The High-Temperature Superconductivity Group and the Low-Dimensional Quantum Materials Group, together with collaborators, have made progress in the study of quantum phase transitions in superconducting states
2026/05/13
Recently, the high-temperature superconductivity group and the low-dimensional quantum materials group at the Beijing Academy of Quantum Information Sciences (BAQIS), in collaboration with Tsinghua University, University of Geneva, Beijing Normal University, and National Institute for Materials Science, observed a magnetic-field-induced first-order quantum phase transition within a dissipationless state in multilayer Ising superconductors. This provides key experimental evidence for a novel finite-momentum pairing state. On May 12, 2026, the results were published in Nature Communications under the title “Spectroscopic evidence for a first-order transition to a possible orbital Fulde-Ferrell-Larkin-Ovchinnikov state.”

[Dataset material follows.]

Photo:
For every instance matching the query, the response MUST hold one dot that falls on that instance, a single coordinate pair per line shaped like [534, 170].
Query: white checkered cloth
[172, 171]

In the classical BCS theory, electrons in a superconductor form Cooper pairs, with each pair having zero total momentum. In the 1960s, Fulde, Ferrell, Larkin, and Ovchinnikov proposed that, under Zeeman splitting induced by a magnetic field, the Cooper pairs could lower their energy by pairing with nonzero total momentum. The resulting dissipationless state later became known as the FFLO state. The transition from zero-momentum pairing to finite-momentum pairing typically corresponds to a first-order quantum phase transition. In recent years, theorists further predicted that, in multilayer Ising superconductors, the orbital effect of a magnetic field could induce a new type of finite-momentum pairing state, known as the orbital FFLO state. Temperature-dependent critical magnetic field behaviors that are consistent with expectations for the orbital FFLO state have been observed in a series of layered superconductors with strong spin-orbit coupling. However, confirming the existence of the orbital FFLO state requires direct observation of the first-order transition from the zero-momentum state to the finite-momentum state, posing extremely demanding experimental requirements.

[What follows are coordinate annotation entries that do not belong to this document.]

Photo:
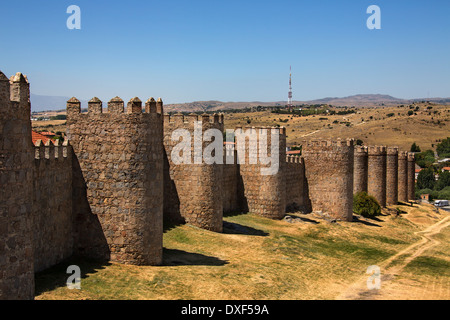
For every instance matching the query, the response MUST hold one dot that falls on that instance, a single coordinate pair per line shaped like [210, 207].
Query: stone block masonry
[263, 194]
[360, 176]
[377, 173]
[411, 176]
[16, 190]
[117, 180]
[403, 176]
[329, 176]
[296, 191]
[193, 190]
[53, 225]
[391, 176]
[104, 193]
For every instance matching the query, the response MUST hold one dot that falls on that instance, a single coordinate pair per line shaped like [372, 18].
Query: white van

In the latest study, the research team fabricated high-quality van der Waals tunneling junctions and achieved highly precise alignment between the magnetic field and the crystal planes of the multilayer Ising superconductor. They observed the evolution of the superconducting tunneling spectrum under a parallel magnetic field and discovered discontinuity and hysteresis in the superconducting energy gap value at a certain magnetic field strength—hallmark signatures of a first-order phase transition (Figure 1). The team also found that this first-order phase transition occurs only when the applied magnetic field is almost perfectly aligned with the material’s two-dimensional crystal plane and is highly sensitive to sample quality. These characteristics are all consistent with theoretical expectations for the orbital FFLO state. As the thickness increases, the magnetic field strength required to induce the first-order phase transition decreases rapidly. To understand the experimentally obtained phase diagrams, the researchers extended a theory previously proposed for bilayer Ising superconductors to multilayer systems. They analyzed and established the finite-momentum distributions in multilayer structures and calculated phase diagrams consistent with experimental observations (Figure 2). This work demonstrates that tunneling spectroscopy is a highly sensitive probe for studying novel quantum states in mesoscopic-scale samples and can be used to investigate quantum phases in layered superconductors.

Figure 1: Schematic diagrams of the zero-momentum pairing state (left) and finite-momentum pairing state (right) in multilayer Ising superconductors.

Figure 2: Experimental and theoretical phase diagrams for samples of different thicknesses.
The co-first authors of the paper are Zongzheng Cao, Menghan Liao, and Hongyi Yan. The corresponding authors are Menghan Liao, Haiwen Liu, and Ding Zhang. Other collaborators include Yuying Zhu, Liguo Zhang, and Qikun-Xue. This work was supported by the National Key Research and Development Program of China, the National Natural Science Foundation of China, and other funding programs.